Un pont trop loin
Thierry Robin revient de Chine avec une bd superbe mais peu au goût de ses commanditaires. Un récit de guerre flamboyant peut-être trop humaniste.
Pierre rouge plume noire
Sous les yeux d’un corbeau qui s’avérera bien bavard, une impressionnante colonne de réfugiés se dirige vers la forteresse du roi Yang. Le général Wu est chargé de les accueillir et de les protéger de la gigantesque armée de l’empereur Ming, qui s’apprête à s’abattre sur la citadelle. Or personne n’est dupe, des réfugiés au général en passant par la princesse (il y a toujours une princesse): que vaut le courage face à la puissance? L’assaut viendra et son issue ne fait pas de doute. Entre-temps, tout le monde philosophe, les soldats attendent tant la mort que la gloire, et le corbeau glose avec la montagne, qui en a vu passer d’autres…

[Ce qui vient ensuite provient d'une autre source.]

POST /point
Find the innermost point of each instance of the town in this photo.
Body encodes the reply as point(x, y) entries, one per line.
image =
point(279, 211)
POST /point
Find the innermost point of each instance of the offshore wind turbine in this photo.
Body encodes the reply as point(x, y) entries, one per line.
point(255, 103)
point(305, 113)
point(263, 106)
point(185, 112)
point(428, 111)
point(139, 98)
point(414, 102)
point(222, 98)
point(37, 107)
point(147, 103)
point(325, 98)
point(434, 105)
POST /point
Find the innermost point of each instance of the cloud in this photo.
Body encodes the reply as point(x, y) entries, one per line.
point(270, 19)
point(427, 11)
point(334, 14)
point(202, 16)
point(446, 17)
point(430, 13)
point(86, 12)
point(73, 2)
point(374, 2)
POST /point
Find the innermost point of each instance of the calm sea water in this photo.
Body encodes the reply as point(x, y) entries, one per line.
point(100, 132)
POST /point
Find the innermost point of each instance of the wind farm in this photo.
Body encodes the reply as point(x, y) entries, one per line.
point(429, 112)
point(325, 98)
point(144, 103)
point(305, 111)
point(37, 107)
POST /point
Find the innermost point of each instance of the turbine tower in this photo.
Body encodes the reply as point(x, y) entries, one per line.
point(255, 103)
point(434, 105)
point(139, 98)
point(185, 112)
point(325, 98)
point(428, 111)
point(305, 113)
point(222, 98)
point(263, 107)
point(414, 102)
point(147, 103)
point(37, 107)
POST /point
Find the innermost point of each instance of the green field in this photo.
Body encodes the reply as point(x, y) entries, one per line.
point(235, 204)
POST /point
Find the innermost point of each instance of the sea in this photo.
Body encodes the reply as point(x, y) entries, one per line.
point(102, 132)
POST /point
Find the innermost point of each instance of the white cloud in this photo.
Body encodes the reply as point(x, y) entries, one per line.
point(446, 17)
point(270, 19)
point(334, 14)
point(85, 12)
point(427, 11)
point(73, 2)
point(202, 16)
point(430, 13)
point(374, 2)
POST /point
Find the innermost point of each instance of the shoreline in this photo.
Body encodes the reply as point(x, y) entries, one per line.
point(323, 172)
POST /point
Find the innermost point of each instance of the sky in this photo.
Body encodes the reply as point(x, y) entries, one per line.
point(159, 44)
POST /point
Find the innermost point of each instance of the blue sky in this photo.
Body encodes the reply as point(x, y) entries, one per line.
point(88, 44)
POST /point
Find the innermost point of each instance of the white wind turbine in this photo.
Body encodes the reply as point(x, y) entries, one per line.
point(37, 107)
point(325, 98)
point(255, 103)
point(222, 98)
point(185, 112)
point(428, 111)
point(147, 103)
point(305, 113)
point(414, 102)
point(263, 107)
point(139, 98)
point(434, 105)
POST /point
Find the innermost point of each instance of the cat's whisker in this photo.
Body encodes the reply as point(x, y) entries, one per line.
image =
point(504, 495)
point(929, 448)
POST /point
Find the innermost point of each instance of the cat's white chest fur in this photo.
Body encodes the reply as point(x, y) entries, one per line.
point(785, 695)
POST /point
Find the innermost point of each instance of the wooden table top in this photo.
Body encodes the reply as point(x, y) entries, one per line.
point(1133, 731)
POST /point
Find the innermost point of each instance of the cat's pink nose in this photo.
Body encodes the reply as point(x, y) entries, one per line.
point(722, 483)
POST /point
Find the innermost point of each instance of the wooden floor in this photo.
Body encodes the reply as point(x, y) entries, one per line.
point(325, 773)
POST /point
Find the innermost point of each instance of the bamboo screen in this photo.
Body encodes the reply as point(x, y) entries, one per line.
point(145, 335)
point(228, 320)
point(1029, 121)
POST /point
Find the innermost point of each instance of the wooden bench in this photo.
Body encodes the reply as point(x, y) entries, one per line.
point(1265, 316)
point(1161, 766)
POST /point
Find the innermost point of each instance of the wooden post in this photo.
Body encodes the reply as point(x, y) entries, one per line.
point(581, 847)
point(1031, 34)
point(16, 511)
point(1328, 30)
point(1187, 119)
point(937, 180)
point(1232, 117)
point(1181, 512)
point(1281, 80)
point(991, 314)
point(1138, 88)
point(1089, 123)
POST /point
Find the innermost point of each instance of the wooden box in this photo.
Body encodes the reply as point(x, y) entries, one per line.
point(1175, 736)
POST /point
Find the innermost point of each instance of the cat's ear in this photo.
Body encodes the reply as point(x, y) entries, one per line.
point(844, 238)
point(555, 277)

La forteresse du roi Yang a vraiment existé, il y a très très longtemps: il en reste un site archéologique prestigieux, classé au patrimoine de l’Unesco, dans la province de Guizhou, dans le sud de la Chine: Hailongtun, ou le « château du Dragon des Mers ». Un site que les autorités locales voulaient faire connaître du grand public chinois, entre autres par une bande dessinée. Le hasard a voulu qu’un décideur local ait eu la saga Rouge de Chine en main (albums parus dans les années 90 chez Delcourt et qui témoignaient déjà de la passion de l’auteur pour le pays et son Histoire). La province de Guizhou a donc passé commande auprès -grande première- de son auteur français, Thierry Robin, pour réaliser cette BD: l’adaptation d’une fable sur la guerre qui mettrait en scène ce château du Dragon des Mers. Le début d’une aventure de près de dix ans, pas moins romanesque.
Âpre et inconfortable
Pour arriver au bout de ce Pierre rouge plume noire, qui dresse un véritable pont entre cultures européenne et chinoise, Thierry Robin est allé jusqu’à s’installer sur place avec femme et enfants, et s’est surtout confronté aux rouages d’une administration » disons, particulière« , comme il nous l’a expliqué au dernier festival d’Angoulême, mais aussi dans une postface de son livre. Administration capable d’une main de faire les choses en grand – » Une vaste salle de spectacle avait été décorée, du sol au plafond, avec des agrandissements géants de mes cases. Impressionnant et très flatteur« – tout en les freinant de l’autre – » Curieusement, pourtant prêt à être imprimé, il resta un an sur un coin de bureau chez l’éditeur. Pourquoi? Je n’en ai aucune idée« . Le livre, en chinois, est finalement sorti sans que Thierry Robin en sache plus – » Après trois ans, je n’ai reçu aucune nouvelle de l’éditeur« . Lequel a quand même pris le temps de négocier avec Dargaud, faisant peut-être de Thierry Robin son premier auteur français sous achat de droits! Reste le livre, anguleux et rempli de vista graphique, de clair-obscur et d’empathie pour les victimes: » J’ai cru comprendre que les commanditaires, au-dessus de l’éditeur, n’avaient pas aimé. Le récit est sans doute trop âpre et inconfortable pour le public chinois« .
De Thierry Robin, Éditions Dargaud, 128 pages.